Bolender was a versatile dancer, originating roles in the work of Balanchine — most notably The Four Temperaments, Renard, and Agon — and in much of the choreography of Jerome Robbins as well. In Lew Christensen's work, he originated the State Trooper in Filling Station and Alias in Billy the Kid. Critic and historian Doris Hering, writing in the International Dictionary of the Ballet calls him "a superb comedian with a penchant for high camp." Describing him in Jerome Robbins' The Concert, she writes: "[he] was a henpecked husband who constantly escaped into daydreams of sexual conquest. Clad in a vest and long underwear and chewing on a huge cigar, he was the prototype of ... J. Walter Mitty." Longtime New York City Ballet observer Robert Garis said of him in Agon, "[his] easy wit and charm in the first pas de trois seem unrecapturable" (ibid.)

Mother Goose Suite, made in 1943, was the first of some three dozen ballets Bolender made in the course of his long career, eleven of them for New York City Ballet. Bolender's choreography is in the repertoires of Kansas City Ballet, New York City Ballet, American Ballet Theatre, the Ballet Russe de Monte Carlo, San Francisco Ballet, Pacific Northwest Ballet, The Joffrey Ballet, and the Alvin Ailey American Dance Theater. His best known works, both of which are still in active repertoire, are Souvenirs and The Still Point, both made in 1955.

==Later career==
He worked with Igor Stravinsky, Aaron Copland, Virgil Thomson and Samuel Barber.

While the bulk of his choreography was for ballet companies, Bolender also choreographed for musical theater, opera and television, starting in 1952 with Time Remembered for Albi Marre Productions. In 1969, he choreographed The Conquering Hero, followed by Cry for Us All in 1970. In Turkey, where he worked in the seventies, Bolender choreographed My Fair Lady, Fiddler on the Roof, Man of La Mancha, and Showboat. In Kansas City, he choreographed for many operas, including Samson and Delilah for which the dancing got a better review than the singing.

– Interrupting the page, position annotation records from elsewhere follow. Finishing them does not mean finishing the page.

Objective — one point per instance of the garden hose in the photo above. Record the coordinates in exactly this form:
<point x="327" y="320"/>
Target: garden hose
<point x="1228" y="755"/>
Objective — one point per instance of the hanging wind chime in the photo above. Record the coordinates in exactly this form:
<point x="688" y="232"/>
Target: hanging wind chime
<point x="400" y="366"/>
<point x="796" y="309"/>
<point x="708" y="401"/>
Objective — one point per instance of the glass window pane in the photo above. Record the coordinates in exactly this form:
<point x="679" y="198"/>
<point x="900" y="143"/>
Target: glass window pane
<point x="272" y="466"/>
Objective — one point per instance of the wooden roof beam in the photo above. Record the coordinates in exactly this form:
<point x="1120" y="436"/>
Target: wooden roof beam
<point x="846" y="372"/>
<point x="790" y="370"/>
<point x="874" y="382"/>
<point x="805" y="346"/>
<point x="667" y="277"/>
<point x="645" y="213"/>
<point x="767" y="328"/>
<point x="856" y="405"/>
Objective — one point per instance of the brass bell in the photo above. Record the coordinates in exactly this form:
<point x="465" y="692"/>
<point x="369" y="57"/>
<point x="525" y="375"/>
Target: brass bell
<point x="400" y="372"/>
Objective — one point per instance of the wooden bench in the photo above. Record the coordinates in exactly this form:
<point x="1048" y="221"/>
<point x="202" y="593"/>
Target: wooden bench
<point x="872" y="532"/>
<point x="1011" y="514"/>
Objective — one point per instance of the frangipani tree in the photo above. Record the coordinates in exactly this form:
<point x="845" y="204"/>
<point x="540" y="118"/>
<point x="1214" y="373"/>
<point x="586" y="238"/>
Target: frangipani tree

Bolender taught throughout his career in New York and as a guest teacher all over the United States as well as in Turkey, Japan, Austria, and Germany. From 1963 to 1966, he was ballet director for the Cologne Opera House and from 1966 to 1969 he filled the same role in Frankfurt. With Janet Reed he was a founding director of Pacific Northwest Ballet in 1975 and for three years starting in 1977 he was ballet director in the Atatürk Opera House.

==Career in Kansas City==
Todd Bolender's appointment as artistic director in the winter of 1981 opened a new chapter of opportunity for the Kansas City Ballet. Confident that a broader community support for classical ballet might be found, Bolender had a vision to build a company, a repertoire, and a school in the nation's heartland. Bolender did all three and at an age when most people have retired

Bolender became Artistic Director Emeritus in 1996 when he retired from Kansas City Ballet and William Whitener took over as artistic director. In the fall of 1997, Bolender was invited to New York by the George Balanchine Foundation to officially document for videotape the choreography of the solo that Balanchine created for him in The Four Temperaments. Bolender, who created the role of the Fox in the original 1947 production of Renard, resurrected this piece, which had initially vanished for a half century, in 2001 for Kansas City Ballet.

He was active in the preservation of Balanchine's work, coaching dancers in his roles in the repertoire for the Balanchine Foundation's Film Archive, including reconstructing Renard with Kansas City Ballet dancers. In 2006, Bolender was awarded the Dance Magazine Award for his lifetime achievement in dance.

Just weeks before he was to receive the award, Bolender died on October 12, 2006, at age 92 from complications related to a stroke.

The Todd Bolender Center for Dance and Creativity opened on August 26, 2011. The building is the new home for the Kansas City Ballet and the Ballet School.

After 34 successful years, Kansas City Ballet performed its final Nutcracker featuring choreography by Todd Bolender during the 2014 winter season.